Wondering what she might have
done to Lady Talbot, perhaps what
Thankful
had done to her - slept with
her (she didn't like
that
thought), not slept with her, not been
sufficiently in awe of her - Thomazine didn't think she'd set eyes on the woman
before this week to have deserved such malevolence.

Hortense's face stilled, and she
shook her head. "I could not comment, mam'selle," she said, in her
best careful Parisian accents. "I will leave you to rest, if you please.
To be careful, of the child, you see?"

And she bustled out with the bowl
and its horrid contents, leaving Thomazine in peace.

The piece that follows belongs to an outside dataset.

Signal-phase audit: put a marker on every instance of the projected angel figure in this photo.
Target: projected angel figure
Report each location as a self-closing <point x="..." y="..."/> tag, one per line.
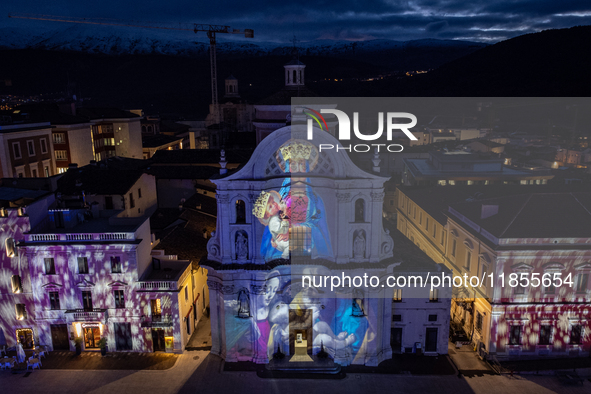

The room smelt of rosewater, and
a little of spice - see, another tiny, tenuous link, that could mean something
and could mean nothing - and it was dark and here, in the little-used
apartments at the back of the house, she could not hear the laughter and the
voices from downstairs. Might as well be on the moon, for her remoteness. And
Thomazine felt very lonely, and she wanted, very badly, to be at home, in her
mother's house, being petted and made a fuss of. One hot tear slipped from the
corner of her eye and burned its way down onto Lady Talbot's damask upholstery.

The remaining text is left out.